Importing checklist data in DwC-A from CoL to the CDM Database¶
This wiki page deals with issues related to the import of data from CoL to the CDM Database.
- Importing checklist data in DwC-A from CoL to the CDM Database
Problems experienced when importing data from CoL¶
The metadata file in the CoL DwC-A (meta.xml) describes a species profile file (speciesprofile.txt) but the file does not exist in the CoL DwC-A zip.
Ranks are sometimes not consistent with the DwC taxonRank":http://rs.tdwg.org/dwc/terms/taxonRank field in accordance with it's suggested vocabulary. For example, at record 1129 we have a scientific name "Champia parvula var. Prostrata" with the verbatimRank as "var.", but taxonRank as "infraspecies". This is not part of the recommended vocabulary as can be seen "here
Sometimes this field holds the pure name without authorship. This is against the DwC scientific name definition, which clearly states that the authorship should be part of the scientific name.
The url of the original source is provided by CoL in its web service, as can be seen in this example but is not available in CoL DwC-A zip.
The file including references is stored as reference.txt but is referenced as references.txt (plural) in the meta.xml. This makes it unreadable.
http://purl.org/dc/terms/description is used for "Published in". This is incorrect as DwC-A offers http://purl.org/dc/terms/source for in-references. .../description is meant for abstracts, remarks, notes, etc.
http://purl.org/dc/terms/type is used to distinguish the "type of the reference; pertaining to taxon, synonym or vernacular name". Distinguishing taxon and synonym is redundant as this is already done in core.txt. Linking to vernacular is ambigous as there may be multiple vernacular names related to one taxon so it is unclear to which vernacular name the reference is a source. E.g. taxon 6979482 (Crassostrea gigas (Thunberg, 1793)) has 25 vernacualr names attached and there are 25 references of type "vernacular", most of them redundant. There is no clear indicator which reference belongs to which name, one can only guess that the order of both might be the same and therefore one may use the order to assign references correctly. This is a general problem of DwC-A as there is no way to attache references correctly to extension data.
Escaping quotations marks¶
Some records do include quotation (") marks (e.g. line 163882, taxon_id = 2387923). At the same time there is no "fieldsEnclosedBy" character defined. This creates problems as many CSVReaders use (") as default field enclosers. It would be a good idea to first check all taxa with an (") if this character is really intended. Those records for which this is true should be corrected by escaping the quotation marks.
This is even more CRITICAL for records with an odd number of quotation marks. Here the EndOfLine character is not be found and therefore the line can not be separated correctly resulting in corrupt data.
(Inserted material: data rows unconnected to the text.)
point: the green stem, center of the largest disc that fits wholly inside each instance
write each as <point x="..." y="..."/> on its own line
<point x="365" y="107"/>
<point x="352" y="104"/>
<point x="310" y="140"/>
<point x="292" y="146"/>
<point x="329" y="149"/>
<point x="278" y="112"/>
This needs urgently to be fixed!!
This count's for all data, core and extensions.
It seems that the download by genus doesn't work correctly. This is because the genus" field isn't used correctly as per the "DwC genus":http://rs.tdwg.org/dwc/terms/#genus field. The field should actually contain the name of the genus taxon within the calssification rather than the genus epithet of the name. This is usually the same for accepted taxa, but differs for synonyms. CoL uses the genus field for the genus epithet but for filtering pretends to use it for the genus in the classification. However, the correct use of the genus field is currently under discussion and details can be found "here
- There are a couple of taxa not having a parent. Is this on purpose. These are the taxa:
Achaea, Aenetus, Anachloris, Apoctena, Aponotoreas, Arcola, Austrocidaria, Boldenaria, Chrysolarentia, Chrysorthenches, Ctenarchis, Danaus, Diarsia, Dipaustica, Epicyme, Epiphthora, Epyaxa, Erebiola, Gingidiobora, Grypotheca, Helastia, Heloxycanus, Heterocrossa, Heteroteucha, Holocola, Homodotis, Hygraula, Leucotenes, Microdes, Morosaphycita, Paranotoreas, Parienia, Pasiphila, Pasiphilodes, Percnodaimon, Phaeosaces, Phrissogonus, Polychrosis, Prepalla, Proternia, Proteroeca, Protithona, Protosynaema, Speiredonia, Stegommata, Teia, Tingena, Tirumala, Tmetolophota, Uraba, Xanadoses, Zizina
There are 409 taxa called "not assigned". These should be removed in the correct way.
It is unclear what the sec reference of CoL data should be. Currently only a view nameAccordingTo fields are filled. Also the documentation for nameAccordingTo by CoL is "last scrutized" what is slightly different to what nameAccordingTo is meant to be for.